The Sabot Makers, Tours

Impression:

()
Number: 394
Date: 1888
Medium: etching (?)
Size: unknown mm
Signed: unknown
Inscribed: unknown
Set/Publication: no
No. of States: 1
Known impressions: 0
Catalogues: K.-; M.-; T.-; W.-
Impressions taken from this plate  (0)

KEYWORD

people, shoe, shop, worker.

TITLE

An etching was listed during stocktaking in Whistler's studio:

'The Sabot Makers - Tours' (1887/1888, Whistler). 2

The etching has not been located, but is here given Whistler's title.

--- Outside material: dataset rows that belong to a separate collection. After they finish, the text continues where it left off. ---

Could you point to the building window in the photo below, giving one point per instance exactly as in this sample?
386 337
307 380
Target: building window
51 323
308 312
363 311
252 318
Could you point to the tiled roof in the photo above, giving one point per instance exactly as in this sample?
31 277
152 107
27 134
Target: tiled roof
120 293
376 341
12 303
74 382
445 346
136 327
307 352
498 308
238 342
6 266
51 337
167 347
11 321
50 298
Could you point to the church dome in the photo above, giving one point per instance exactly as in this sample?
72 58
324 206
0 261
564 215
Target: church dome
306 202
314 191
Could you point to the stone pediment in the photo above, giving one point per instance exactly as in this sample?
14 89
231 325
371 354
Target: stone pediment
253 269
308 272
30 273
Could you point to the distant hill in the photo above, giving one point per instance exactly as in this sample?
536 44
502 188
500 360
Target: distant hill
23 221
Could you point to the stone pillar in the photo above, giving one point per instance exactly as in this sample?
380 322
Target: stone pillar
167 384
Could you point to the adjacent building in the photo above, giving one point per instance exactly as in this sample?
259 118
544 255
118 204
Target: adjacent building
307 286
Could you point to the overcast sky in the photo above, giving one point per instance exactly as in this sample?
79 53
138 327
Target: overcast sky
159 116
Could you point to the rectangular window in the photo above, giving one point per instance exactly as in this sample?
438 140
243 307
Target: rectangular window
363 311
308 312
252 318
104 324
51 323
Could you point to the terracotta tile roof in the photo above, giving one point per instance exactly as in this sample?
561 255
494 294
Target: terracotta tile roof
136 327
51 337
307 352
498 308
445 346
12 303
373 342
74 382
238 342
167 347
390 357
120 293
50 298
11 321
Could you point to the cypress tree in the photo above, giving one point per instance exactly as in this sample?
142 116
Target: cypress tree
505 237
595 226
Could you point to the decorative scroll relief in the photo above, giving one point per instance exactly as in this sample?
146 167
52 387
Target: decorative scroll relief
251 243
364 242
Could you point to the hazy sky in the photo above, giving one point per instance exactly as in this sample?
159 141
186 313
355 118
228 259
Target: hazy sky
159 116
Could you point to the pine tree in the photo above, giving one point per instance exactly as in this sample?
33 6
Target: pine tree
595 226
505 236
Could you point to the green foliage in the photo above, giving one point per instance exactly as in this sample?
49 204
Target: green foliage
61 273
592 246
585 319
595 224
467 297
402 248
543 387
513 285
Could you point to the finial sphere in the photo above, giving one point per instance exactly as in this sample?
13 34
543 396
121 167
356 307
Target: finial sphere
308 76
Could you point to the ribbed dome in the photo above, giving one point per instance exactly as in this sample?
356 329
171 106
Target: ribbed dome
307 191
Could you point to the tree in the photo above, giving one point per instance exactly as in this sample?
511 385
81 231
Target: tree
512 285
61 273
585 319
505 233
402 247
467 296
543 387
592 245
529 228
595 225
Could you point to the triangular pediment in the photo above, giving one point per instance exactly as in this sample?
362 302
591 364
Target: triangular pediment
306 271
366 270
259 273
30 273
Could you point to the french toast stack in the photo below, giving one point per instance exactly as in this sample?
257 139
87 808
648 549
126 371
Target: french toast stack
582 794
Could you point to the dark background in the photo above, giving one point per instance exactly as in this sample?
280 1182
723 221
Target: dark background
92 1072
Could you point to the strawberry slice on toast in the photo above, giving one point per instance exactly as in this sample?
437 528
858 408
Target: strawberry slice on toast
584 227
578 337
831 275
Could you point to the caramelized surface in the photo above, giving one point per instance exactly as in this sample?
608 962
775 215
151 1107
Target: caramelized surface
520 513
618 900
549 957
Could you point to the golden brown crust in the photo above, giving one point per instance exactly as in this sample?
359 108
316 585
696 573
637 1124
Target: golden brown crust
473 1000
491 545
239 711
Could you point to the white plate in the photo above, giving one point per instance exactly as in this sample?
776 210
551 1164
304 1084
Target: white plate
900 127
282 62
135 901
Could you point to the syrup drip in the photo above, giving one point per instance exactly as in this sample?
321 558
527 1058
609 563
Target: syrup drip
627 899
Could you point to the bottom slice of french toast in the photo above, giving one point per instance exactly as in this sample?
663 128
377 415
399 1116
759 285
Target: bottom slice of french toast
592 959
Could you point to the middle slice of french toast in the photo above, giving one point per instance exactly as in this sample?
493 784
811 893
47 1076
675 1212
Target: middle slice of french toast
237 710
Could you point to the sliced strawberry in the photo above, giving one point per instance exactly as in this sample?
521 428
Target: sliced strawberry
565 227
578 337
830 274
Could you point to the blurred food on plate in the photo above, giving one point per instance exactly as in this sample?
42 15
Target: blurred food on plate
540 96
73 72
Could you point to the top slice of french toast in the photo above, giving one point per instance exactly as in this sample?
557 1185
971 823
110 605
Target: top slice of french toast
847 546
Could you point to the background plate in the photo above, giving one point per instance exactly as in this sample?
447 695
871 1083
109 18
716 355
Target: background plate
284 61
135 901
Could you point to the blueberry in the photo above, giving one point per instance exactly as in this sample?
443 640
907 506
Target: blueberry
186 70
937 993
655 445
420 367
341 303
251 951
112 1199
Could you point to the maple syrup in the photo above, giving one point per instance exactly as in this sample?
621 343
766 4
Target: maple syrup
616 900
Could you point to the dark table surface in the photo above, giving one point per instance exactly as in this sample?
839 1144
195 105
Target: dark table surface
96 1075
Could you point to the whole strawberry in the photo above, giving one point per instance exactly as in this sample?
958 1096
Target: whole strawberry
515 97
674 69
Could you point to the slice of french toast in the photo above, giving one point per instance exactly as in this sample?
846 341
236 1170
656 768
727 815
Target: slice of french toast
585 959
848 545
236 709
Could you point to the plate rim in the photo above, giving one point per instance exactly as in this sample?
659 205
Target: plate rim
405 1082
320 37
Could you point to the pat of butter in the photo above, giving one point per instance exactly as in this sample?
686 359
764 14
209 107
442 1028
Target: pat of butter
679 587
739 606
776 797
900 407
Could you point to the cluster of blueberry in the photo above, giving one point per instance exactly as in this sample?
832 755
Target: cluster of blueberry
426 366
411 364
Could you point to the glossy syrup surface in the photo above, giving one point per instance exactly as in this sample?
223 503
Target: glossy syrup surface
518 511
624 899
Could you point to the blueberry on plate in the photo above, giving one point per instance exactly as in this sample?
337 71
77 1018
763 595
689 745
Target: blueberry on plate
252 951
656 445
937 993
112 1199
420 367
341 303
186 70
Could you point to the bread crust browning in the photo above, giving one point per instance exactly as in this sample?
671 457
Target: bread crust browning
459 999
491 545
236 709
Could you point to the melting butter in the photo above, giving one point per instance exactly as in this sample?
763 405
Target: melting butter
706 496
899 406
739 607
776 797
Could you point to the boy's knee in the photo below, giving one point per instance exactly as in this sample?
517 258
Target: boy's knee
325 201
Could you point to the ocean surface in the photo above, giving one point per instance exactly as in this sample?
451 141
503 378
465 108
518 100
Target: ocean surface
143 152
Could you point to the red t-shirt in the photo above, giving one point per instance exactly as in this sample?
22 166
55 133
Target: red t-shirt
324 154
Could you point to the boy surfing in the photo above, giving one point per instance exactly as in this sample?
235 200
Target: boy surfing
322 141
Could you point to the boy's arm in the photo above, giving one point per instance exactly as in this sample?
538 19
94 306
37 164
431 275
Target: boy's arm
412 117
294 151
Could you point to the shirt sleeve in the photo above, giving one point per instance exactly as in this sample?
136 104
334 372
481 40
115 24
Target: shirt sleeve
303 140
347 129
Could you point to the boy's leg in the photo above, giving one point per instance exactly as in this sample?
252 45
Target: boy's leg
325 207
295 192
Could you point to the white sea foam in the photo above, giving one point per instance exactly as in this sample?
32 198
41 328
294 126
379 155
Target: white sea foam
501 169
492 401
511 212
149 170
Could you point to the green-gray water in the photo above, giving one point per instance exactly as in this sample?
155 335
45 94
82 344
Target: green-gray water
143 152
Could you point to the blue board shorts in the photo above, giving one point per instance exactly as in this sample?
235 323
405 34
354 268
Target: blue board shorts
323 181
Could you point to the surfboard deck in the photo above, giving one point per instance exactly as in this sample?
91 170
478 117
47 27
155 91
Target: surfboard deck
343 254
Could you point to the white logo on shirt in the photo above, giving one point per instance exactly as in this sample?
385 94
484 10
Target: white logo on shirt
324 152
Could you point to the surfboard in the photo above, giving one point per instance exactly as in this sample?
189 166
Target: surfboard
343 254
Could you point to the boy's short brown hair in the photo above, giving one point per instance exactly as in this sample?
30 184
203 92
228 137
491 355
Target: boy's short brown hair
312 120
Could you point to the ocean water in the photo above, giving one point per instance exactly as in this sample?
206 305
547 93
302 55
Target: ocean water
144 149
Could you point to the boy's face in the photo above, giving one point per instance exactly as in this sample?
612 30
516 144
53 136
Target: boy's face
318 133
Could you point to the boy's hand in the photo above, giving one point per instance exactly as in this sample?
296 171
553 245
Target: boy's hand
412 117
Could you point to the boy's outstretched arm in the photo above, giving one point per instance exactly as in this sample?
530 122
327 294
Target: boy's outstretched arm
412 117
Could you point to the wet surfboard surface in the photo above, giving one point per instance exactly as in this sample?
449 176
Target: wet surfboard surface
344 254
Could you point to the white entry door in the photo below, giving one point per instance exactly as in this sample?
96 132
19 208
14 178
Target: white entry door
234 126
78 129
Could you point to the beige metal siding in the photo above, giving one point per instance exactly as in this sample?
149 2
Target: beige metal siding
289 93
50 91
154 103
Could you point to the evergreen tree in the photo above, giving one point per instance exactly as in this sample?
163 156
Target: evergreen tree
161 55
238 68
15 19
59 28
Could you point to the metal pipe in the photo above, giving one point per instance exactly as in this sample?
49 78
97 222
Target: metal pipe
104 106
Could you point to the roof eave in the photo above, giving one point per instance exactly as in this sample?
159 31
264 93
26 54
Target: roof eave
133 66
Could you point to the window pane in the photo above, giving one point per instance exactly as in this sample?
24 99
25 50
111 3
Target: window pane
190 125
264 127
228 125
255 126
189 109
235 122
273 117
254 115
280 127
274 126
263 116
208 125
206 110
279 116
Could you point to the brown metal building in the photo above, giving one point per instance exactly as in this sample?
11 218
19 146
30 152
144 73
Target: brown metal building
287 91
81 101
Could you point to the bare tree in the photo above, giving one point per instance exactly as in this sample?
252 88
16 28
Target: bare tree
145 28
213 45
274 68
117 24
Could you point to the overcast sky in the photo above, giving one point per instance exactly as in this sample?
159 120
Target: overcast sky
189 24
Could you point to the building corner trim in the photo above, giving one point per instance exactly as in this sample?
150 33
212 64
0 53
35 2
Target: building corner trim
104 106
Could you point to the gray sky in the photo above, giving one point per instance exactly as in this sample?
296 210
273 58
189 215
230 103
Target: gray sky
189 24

2: List, [August 1887/1888], GUW #13233.

DESCRIPTION

Unknown. It could be either an interior, showing a workshop, or exterior, showing the shop-front.

SITE

Tours is a town in the Loire valley, France. Whistler drew several etchings in Tours, including Rue des Bons Enfants, Tours [392], The Hôtel de la Croix Blanche [395], The Market Place, Tours [388], Little Market Place, Tours [389] and The Hangman's House, Tours [393]. None of these can be identified as the 'Sabot-makers'.

DISCUSSION

A sabot was a wooden clog or over-shoe. It was commonly worn by working class men and women in both town and country. Making sabots was a job for a wood-worker, a specialised craftsman or carpenter, and sabots were finished by both men and women. Thus a depiction of 'sabot-makers' could have shown a wooden work bench, or blocks of wood, and perhaps sabots hung on the wall, window or door.
Some of the copper plates remaining in Whistler's studio at his death show shop-fronts, but is not possible to make out any sabots in them.
It is unfortunate that both Whistler's etchings of shoe-making should have disappeared; the other was Boot Shop, Ratcliffe Highway [379]. He did however draw a lithograph of The Shoemaker [c169].